原从筝坐在崔辞旁边,他握紧了崔辞冰凉的手。这是他第一次主动握住崔辞的手。
alpha和omega的腺体紧连着大脑神经,一旦损伤,对身体的影响很大。
原从筝仍在流泪,旁边的护士见他这样,原本想要斥责他的话,也变成了安慰:“你打的电话很及时,也及时对腺体损伤部分进行消毒了,现在不要太激动,一切要到了医院才知道情况。”
原从筝连连点头。他的心里无端升起焦灼,一种从未出现的焦灼,这种情绪笼罩着他,他的泪停不下去,他不曾知晓,原来他的泪腺会如此发达。
原从筝有些恨崔辞,即使现在崔辞紧闭着双眼,毫无生息地躺在担架上。也不算恨,算是责怪,他的思绪万千,分辨不出,一股脑地全压在心底。
原从筝想的是,他可以和崔辞再好好谈谈,崔辞为什么会这样冲动。可原从筝忘了,方才他自己咄咄逼人、势在必得的态度,崔辞无法再去谈。
如果崔辞死了怎么办?他自认为他对崔辞没什么感情,可一想到这个结果,原从筝心脏的某一块地方就剧烈地晃动,他就心惊得厉害。他握住崔辞的手又紧了几分,不会有事的,不会有事的。原从筝低低地复述着这一句话,像是给自己的心理安慰。
原从筝不信鬼神。但是,如果现在真的有神的话,他要向神磕头祈祷,保佑崔辞不会有事。
救护车到了医院,崔辞被抬了下去,紧急送往急救室,原从筝跟在后面,他的脚步被急救室的门叫停了。
原从筝签完同意手术的意向书和缴费单子,去收费处交了钱,就又回到急救室外等候。他面上从容,手心却出汗了。
因为崔辞的腺体受伤严重,医院也联系了警察,没一会警察就来到医院,站在原从筝的前方。
“请问,你是原从筝吗?”为首的女警察问道。
原从筝的泪干在脸上,风吹得他的脸刺痛,他摸着脸,没站起来,抬头应了话:“我就是原从筝,怎么了。
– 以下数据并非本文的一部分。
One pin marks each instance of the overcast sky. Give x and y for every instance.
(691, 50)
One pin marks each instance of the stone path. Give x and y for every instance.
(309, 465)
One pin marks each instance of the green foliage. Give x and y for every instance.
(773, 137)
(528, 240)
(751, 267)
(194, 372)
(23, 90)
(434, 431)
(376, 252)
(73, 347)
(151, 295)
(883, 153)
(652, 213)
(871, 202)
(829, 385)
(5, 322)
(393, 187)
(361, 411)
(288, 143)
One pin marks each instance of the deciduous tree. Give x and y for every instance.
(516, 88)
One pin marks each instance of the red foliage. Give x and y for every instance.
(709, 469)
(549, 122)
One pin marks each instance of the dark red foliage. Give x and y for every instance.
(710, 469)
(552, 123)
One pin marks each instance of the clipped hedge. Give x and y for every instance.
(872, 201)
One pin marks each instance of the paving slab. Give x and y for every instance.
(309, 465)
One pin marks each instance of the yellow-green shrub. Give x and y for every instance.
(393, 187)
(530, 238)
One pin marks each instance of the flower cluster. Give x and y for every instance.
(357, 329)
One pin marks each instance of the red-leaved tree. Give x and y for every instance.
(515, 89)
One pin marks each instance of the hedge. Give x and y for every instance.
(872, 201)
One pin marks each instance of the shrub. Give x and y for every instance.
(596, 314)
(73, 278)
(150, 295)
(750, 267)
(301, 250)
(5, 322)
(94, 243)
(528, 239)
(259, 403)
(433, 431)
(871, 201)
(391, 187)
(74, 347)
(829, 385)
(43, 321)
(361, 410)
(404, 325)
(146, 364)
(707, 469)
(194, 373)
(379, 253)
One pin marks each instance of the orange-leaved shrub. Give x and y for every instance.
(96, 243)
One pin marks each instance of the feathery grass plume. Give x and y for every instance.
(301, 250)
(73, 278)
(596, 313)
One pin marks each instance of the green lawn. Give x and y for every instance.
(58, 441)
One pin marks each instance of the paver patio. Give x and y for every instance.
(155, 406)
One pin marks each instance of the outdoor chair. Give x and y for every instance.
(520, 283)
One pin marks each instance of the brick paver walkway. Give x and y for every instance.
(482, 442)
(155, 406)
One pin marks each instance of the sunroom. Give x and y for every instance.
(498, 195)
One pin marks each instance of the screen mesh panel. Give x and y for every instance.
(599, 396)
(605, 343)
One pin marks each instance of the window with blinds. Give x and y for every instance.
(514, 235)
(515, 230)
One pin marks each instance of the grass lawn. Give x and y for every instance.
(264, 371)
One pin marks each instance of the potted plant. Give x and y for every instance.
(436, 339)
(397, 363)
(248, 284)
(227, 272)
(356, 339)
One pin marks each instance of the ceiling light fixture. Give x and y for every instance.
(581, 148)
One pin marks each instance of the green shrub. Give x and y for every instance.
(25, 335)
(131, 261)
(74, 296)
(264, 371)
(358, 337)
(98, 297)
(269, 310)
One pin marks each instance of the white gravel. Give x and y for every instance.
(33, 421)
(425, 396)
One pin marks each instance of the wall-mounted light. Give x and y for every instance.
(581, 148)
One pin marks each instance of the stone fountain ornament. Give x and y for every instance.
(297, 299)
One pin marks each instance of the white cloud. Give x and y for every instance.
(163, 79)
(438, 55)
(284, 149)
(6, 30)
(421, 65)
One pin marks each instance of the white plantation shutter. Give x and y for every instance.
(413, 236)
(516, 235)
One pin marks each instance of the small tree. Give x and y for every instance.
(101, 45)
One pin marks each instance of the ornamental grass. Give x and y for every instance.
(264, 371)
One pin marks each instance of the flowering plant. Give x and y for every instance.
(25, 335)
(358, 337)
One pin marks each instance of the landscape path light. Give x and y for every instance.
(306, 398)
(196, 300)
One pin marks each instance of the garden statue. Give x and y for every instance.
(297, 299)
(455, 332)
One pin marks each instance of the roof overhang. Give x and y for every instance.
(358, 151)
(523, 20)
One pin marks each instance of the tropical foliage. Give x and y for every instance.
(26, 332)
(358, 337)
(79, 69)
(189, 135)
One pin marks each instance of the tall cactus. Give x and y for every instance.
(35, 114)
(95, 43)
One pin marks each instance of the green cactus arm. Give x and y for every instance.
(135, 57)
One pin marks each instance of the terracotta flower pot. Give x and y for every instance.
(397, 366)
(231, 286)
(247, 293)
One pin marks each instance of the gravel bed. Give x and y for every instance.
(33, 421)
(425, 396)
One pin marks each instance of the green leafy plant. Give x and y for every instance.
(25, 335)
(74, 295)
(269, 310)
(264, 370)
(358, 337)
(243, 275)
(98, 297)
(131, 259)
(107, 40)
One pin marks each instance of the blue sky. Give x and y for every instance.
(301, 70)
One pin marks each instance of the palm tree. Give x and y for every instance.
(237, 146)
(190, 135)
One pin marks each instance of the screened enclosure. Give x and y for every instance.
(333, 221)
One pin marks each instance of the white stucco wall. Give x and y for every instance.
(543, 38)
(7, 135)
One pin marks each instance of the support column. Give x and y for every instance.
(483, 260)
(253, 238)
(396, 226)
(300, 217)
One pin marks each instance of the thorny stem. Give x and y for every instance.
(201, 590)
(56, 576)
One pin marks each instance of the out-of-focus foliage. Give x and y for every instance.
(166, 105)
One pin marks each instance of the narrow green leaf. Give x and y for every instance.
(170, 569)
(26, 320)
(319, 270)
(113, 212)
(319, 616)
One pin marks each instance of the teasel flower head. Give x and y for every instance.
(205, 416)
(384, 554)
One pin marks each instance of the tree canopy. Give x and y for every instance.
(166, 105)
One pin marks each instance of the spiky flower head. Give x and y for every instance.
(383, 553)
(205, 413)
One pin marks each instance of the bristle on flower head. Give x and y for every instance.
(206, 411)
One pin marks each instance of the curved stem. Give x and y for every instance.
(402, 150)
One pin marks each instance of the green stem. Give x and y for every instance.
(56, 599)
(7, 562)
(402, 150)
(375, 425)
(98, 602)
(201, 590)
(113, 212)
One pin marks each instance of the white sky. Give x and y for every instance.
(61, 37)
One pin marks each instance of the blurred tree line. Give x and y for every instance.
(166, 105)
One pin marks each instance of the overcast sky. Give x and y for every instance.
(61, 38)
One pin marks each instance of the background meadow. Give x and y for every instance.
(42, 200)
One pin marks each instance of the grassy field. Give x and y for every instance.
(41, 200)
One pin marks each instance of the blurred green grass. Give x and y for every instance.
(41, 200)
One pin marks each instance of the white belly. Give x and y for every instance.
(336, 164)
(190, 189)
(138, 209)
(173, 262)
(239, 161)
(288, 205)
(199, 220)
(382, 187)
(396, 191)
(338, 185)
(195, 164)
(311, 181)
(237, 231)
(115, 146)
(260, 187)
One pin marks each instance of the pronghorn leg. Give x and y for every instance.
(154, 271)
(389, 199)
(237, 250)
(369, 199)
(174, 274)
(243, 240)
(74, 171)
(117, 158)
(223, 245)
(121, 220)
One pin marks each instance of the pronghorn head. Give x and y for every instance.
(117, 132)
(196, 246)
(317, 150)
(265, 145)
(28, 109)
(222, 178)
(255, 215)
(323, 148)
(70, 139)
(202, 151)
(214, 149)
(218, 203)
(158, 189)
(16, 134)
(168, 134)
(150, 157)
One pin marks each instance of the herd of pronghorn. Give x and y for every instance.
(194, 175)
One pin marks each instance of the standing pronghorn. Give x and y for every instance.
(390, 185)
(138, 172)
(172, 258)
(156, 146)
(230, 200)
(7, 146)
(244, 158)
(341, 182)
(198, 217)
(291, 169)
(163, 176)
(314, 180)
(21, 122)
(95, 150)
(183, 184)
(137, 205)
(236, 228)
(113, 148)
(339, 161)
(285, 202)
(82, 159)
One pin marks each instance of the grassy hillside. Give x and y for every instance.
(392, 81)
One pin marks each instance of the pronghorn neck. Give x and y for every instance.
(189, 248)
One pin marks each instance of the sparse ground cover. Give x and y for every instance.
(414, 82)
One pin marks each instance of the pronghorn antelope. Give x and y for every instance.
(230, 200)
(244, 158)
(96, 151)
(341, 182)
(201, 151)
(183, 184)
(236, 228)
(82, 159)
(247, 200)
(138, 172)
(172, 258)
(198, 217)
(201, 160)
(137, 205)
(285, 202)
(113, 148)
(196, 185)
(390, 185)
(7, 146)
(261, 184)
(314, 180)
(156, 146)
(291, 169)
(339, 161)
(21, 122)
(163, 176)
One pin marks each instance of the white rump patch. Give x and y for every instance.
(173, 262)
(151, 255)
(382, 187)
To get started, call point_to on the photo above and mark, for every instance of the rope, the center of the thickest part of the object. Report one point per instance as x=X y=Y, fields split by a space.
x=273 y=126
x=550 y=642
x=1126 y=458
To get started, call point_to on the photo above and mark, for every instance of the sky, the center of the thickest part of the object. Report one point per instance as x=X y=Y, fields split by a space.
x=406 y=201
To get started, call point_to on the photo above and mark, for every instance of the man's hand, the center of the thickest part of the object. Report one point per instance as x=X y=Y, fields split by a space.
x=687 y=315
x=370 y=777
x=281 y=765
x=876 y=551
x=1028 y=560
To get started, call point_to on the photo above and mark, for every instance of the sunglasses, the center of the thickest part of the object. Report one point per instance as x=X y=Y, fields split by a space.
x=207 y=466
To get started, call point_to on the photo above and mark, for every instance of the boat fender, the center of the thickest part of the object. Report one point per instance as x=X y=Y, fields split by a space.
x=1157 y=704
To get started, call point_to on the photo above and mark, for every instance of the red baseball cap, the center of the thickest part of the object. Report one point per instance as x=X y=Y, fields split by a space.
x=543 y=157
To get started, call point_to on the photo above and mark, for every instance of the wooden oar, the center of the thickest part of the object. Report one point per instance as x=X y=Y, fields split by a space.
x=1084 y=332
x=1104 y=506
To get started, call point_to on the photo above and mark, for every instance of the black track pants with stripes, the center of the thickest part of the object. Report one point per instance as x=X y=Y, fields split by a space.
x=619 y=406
”
“我们合理怀疑你刺伤了崔辞的腺体,你要协助我们到公`安局做个笔录,随后我们也会派人到案发现场调查。”
原从筝说:“崔辞还没做完手术,不能没人在医院里。你们能等到崔辞做完手术,我再去吗?”
女警察摇头,“不行。万一你跑了怎么办?崔辞没有其他朋友吗,你可以打个电话让朋友来。”
崔辞被推进急救室前,他的手机被护士拿出来交给了原从筝。崔辞的手机并没有密码,原从筝很轻易地打开了崔辞的手机,他翻开通讯录,就寥寥几个人,他没法,也不便惊动远在y市崔辞的父亲们,只好拨通了了“店长阮煜”的电话。
阮煜很快就接了:“喂?辞哥?”
原从筝说:“我不是崔辞,我是他的omega原从筝。”他简短地说明了情况,并把医院的地址和崔辞在医院的具体位置告诉了阮煜。阮煜声音很急切,说了马上就会赶到。原从筝等不到阮煜来了,挂断了电话,同警察一起走了,协助调查。
阮煜很快地赶来了,他盯着急救室上方亮起的红色光芒,坐不住,来回地踱步,口中喃喃道:“辞哥,怎么会突然把自己的腺体刺破呢?”
阮煜觉得时间过得慢急了,一个劲地看着时间,过了一两分钟就要低下头去看时间,他的心跳加速,慌得没边。在他坐下来时,病房门开了,医生出来了。
阮煜又忙不迭地站起来。
“刚才那个omega呢?你是病人的家属吗?”
阮煜摇头,“不知道,我来的时候他就不在这里了。我是病人的朋友,医生,病人的情况都可以和我说,病人怎么样了?”